Navy lost to James Madison, 16-7. Now Chaump faces the task of getting the Midshipmen ready to play what may be the best college football team in the country.

Aside from its lone loss to Stanford, Notre Dame (6-1) has defeated three ranked teams while playing the nation's toughest schedule. Navy (3-4) has dropped three of its past four.

"How do you face up to such a challenge? You go out with everything you have," Chaump said. "We'll try to get every man to maximize his efforts and have a good game. And if we do that, we'll have a chance.

"I've seen bigger upsets in athletics. Anything can happen."

Such was the case two years ago, when Notre Dame entered the Navy game at Memorial Stadium ranked second in the country, undefeated and a 34-point favorite. The Fighting Irish, behind a strong defense and a questionable call in their favor late in the game, escaped with a 22-7 win on their way to the national championship.

But, in the Lou Holtz years, that game was an aberration. Since he arrived in 1986, Notre Dame has outscored Navy, 151-34, and has not given up more than 14 points in any of the four games.

Notre Dame's win over Navy last year came mostly without Raghib "Rocket" Ismail, who left the game with an injury in the middle of the first quarter.

Ismail, who averages 63.5 yards on his 15 career touchdowns, may play long enough today to boost his Heisman candidacy; he has 1,075 all-purpose yards and four touchdowns.

"We don't want Ismail to get the ball -- he's a great football player and a real threat," Chaump said. "No telling what he would do if he touched the ball 40 times a game. He's amazing."

Not so amazing is Navy's offensive line, which hasn't provided much protection for its quarterback this year and now faces its toughest test against a defense that -- until Chris Zorich got hurt -- boasted three All-Americans (linebacker Michael Stonebreaker and cornerback Todd Lyght are the others).

"We're going to have to make adjustments and do things different than we have," Chaump said of his offensive line. "Or it will be a rather sad day."

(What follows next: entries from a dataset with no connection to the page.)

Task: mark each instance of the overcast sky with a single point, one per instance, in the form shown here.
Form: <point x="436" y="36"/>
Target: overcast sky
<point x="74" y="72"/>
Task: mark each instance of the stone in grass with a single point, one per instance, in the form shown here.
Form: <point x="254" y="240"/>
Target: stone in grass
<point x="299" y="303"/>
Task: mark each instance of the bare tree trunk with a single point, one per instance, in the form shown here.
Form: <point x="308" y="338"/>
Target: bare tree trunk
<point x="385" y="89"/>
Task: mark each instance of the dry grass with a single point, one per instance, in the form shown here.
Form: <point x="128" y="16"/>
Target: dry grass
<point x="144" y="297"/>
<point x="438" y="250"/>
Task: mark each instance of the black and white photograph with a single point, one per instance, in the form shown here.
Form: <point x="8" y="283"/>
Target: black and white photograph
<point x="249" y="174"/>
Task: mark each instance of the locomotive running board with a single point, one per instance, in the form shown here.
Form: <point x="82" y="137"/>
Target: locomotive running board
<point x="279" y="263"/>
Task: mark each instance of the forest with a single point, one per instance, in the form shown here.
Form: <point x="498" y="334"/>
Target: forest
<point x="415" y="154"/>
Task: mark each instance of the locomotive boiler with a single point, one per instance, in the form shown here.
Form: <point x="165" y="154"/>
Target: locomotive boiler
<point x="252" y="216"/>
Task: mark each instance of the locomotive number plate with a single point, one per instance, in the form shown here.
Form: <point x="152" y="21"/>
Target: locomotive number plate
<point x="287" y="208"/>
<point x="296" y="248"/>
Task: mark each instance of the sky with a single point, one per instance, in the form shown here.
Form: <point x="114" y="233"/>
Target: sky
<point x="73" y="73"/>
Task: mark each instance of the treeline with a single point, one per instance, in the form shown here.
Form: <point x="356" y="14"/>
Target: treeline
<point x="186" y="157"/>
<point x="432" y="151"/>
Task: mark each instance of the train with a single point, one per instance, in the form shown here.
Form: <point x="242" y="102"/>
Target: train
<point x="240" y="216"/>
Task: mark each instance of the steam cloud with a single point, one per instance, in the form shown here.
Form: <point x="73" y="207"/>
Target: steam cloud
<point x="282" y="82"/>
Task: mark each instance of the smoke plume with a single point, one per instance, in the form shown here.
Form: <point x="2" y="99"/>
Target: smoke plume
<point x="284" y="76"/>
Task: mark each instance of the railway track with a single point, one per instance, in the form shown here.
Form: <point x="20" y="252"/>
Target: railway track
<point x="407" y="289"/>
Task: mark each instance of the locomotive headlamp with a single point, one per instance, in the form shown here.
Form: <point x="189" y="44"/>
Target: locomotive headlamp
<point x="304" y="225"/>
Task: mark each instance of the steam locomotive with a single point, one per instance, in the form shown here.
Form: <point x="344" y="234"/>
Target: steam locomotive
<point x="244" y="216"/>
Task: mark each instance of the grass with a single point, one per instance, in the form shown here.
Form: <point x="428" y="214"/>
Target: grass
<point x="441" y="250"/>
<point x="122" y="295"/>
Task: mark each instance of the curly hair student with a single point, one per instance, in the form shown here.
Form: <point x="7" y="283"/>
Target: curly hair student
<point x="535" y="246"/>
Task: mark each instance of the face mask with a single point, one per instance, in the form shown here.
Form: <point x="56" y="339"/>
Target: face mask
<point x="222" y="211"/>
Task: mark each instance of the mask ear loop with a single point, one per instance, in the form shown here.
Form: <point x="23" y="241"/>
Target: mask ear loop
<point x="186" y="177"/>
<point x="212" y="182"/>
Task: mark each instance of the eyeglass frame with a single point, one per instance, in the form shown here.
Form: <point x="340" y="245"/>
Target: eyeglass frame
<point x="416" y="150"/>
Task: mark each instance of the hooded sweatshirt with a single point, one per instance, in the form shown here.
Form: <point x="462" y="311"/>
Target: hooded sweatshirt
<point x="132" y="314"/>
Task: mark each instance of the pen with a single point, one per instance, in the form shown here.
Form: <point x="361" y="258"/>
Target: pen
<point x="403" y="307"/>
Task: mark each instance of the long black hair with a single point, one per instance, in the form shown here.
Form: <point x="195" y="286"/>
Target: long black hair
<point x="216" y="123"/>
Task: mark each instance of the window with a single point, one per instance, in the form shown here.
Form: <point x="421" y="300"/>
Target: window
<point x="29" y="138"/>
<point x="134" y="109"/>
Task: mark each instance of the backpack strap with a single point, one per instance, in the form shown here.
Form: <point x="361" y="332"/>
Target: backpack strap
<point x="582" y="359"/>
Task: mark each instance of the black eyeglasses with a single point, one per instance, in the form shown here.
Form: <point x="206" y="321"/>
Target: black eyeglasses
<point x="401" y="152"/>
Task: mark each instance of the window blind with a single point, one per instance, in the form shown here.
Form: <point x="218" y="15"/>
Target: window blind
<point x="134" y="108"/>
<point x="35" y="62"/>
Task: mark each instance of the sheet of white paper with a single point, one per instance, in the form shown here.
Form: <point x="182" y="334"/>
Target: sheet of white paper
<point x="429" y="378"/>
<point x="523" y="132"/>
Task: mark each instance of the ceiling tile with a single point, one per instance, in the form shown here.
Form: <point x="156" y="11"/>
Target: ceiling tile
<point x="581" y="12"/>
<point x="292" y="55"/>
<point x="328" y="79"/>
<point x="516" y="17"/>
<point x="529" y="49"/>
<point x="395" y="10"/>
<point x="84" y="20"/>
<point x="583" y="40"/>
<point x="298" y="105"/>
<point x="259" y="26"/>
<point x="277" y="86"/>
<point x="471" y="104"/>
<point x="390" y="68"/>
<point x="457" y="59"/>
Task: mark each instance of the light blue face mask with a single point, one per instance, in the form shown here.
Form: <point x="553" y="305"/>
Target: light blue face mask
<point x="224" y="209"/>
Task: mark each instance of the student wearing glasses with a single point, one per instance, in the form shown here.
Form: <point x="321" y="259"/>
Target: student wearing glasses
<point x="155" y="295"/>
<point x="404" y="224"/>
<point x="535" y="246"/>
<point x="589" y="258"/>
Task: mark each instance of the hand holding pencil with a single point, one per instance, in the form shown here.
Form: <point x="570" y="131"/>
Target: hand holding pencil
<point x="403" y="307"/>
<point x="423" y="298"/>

Navy can find some hope in the fact that Notre Dame let an unheralded Stanford team (2-6) beat them, 36-31, in South Bend, Ind., four weeks ago.

"Stanford had some breaks -- Notre Dame fumbled three kicks in that game," Chaump said. "That's what it takes to beat Notre Dame."

Holtz complains that his team has yet to prove to be worthy of its ranking.

"I think we're approaching the top 15, but I don't think we're up there yet," Holtz said. "We're not a consistent team, and we haven't played as a complete team."

The most Chaump can hope for is an extraordinary effort from Navy -- and even that could result in a lopsided loss.

"Our kids await the challenge with a lot of eagerness," Chaump said. "Navy men will not give up. They'll give a good account of themselves."